I’ve both bought and sold domains on my own before. But now it was such a large sum of money that I needed to know that the transaction would be handled securely. I also wanted to see if I could get a slightly lower price.
Why did you turn to Dotkeeper for help?
They were recommended by a joint acquaintance to Hjalmar (CEO, Dotkeeper) and me.
“…we can see that the value of a good domain only increases over time”
How has Dotkeeper helped you?
Dotkeeper has been running the process, negotiated the price, and secured the transaction so that the money and the domain name securely traded owners.
How did you experience the collaboration with Dotkeeper?
It was great! I appreciate that I got help quickly and that you’ve been flexible and available. And that the transaction was handled securely.
What’s your advice to others who are thinking about buying “that one domain” they really want, but is owned by another party?

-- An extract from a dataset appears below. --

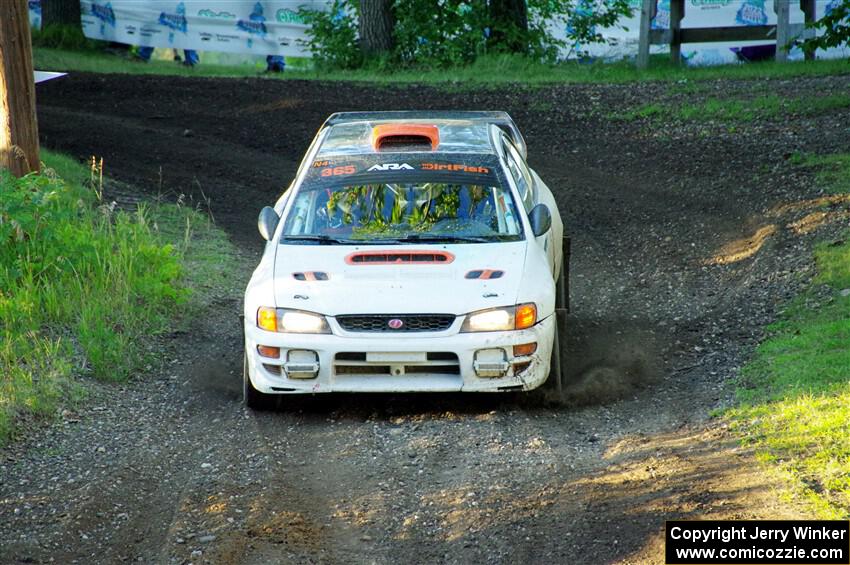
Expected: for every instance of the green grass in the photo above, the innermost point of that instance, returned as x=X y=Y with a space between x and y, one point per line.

I almost always think it’s worth it, but, of course, you need to have the money. The question you need to answer is: What would it mean for my brand if I had this domain? If you’ve got the budget for it and can see that it’ll pay off in the long run, just go for it. Domains have been increasing in value over time, and will likely continue to increase in value, there is a limited supply.
We at Dotkeeper say congratulations to the awesome domain name and wish Mattias and Meme Limited good luck in the future!